While plane crashes get the most media attention, we are much more likely to be injured in or by a car. And, in Latin America, the cost is very high. During 2017, car accidents claimed an average of 12 people per 100,000 inhabitants, five times the rate in Norway, more than double the rate in France, and even higher than that in the United States where road safety has been a perennial policy concern.
It is difficult to know what the causes of all these accidents are. What is clear is that a large percentage is due to human rather than mechanical failure. We are overconfident of our skills in driving and walking. We get easily distracted by our phones and disregard speed limits.
Legislation is not enough
Clearly something must be done and legislation is probably not enough. In Trinidad and Tobago, using a hand held device while driving can lead to up to three months in prison, and most, if not all countries, have some kind of restrictions on using cellphones while driving. Strong laws exist throughout the region against speeding. Still drivers text and speed, and pedestrians cross the road without looking.
At the rescue – at least for some problems – comes behavioral economics, which has shown to be an effective and efficient tool to reducing inconsistent and self-destructive behaviors in many contexts, including road safety. Solutions have taken diverse approaches. Nobel Laureate in Economics, Richard Thaler provides one of the most famous examples aimed at speeding. In his book Nudge, he explains how the city of Chicago painted horizontal stripes on the road before the Lake Shore’s sharp curves to create the illusion of speeding and encourage drivers to slow down.
Behavioral Economics to Reduce Speeding
In Philadelphia, Phoenix and Peoria, the U.S. National Highway Traffic Safety Administration painted 3D speed humps on roads to encourage drivers to ease up on the gas pedal. In the United Kingdom, the city of Norfolk planted 200 trees at decreasing distances along the side of the road, nudging drivers to slow down as they got closer to the village. And safety cameras, traffic feedback and Platewire, a platform where license plates of people who break laws and drive rudely are posted, have been tried in different parts of the world, as part of behaviorally-informed interventions to improve road safety.
Latin America provides one of the most colorful cases. In 1997, Bogotá Mayor Antanas Mockus, believing strongly in the power of theater to change behavior, hired 420 traffic mimes and placed them on street corners to make fun of traffic violators. In Mockus’s view, Colombians fear ridicule more than being fined, and that, perhaps, made public shaming a more effective policy than fines and other punishments.
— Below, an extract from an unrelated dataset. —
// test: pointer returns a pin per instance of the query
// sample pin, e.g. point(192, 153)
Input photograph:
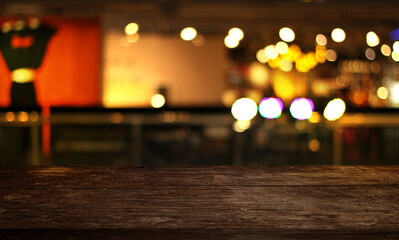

Stopping pedestrians from endangering themselves by walking through red lights or crossing the street while texting have been subject to less behaviorally-inspired interventions, and, unfortunately their impact has hardly been evaluated. But a few stand out for their creativity. In 2014, for example Germany’s Smart company installed a “dancing traffic light” at an intersection in Lisbon, Portugal, which projected the animated images of pedestrians dancing in real time to music in a specially designed booth onto the traffic light itself. So effective were the images and the music in cutting the boredom of waiting for the traffic light that the company claimed it reduced red-light crossing at the sight by 81%.
Fighting texting behavior to make roads safer
Changing texting behavior, for all its immense harm, also is yet to receive the treatment from behavioral economics that it deserves. But a recent study by the Perelman School of Medicine and the Children’s Hospital of Philadelphia suggests that too may be changing. The study, in the United States, where teenagers are more likely to die in accidents related to cellphone-use than any other age group, shows that more than 90% of kids would be willing to give up texting behavior while driving. Morover, more than half of the teenagers believed that having automatic phone locking while driving or providing a financial incentive would be effective ways of getting them to give up the habit. That suggested to researchers that the two strategies could be combined. A “Do Not Disturb While Driving” setting on smartphones would automatically block incoming messages when a car was moving. Teenagers, meanwhile, would download driving apps, recently on the market, that track driver behavior and offer financial incentives through car insurance programs.
The IDB is working together with local governments to develop behavioral initiatives that would expand some of these interventions into Latin America and the Caribbean. And it has established, along with I-Lab Paraguay, a competition for finding innovative solutions to both traffic and road safety problems, including through public-private partnerships. A meeting hosted by the IDB at the T-20 summit in Buenos Aires, Sept 17, will be looking at a broad range of behavioral interventions, including road safety.
The challenge — to make roads safer for all — is critical and urgent. The goal through behavioral economics is to accomplish it in the simplest ways possible.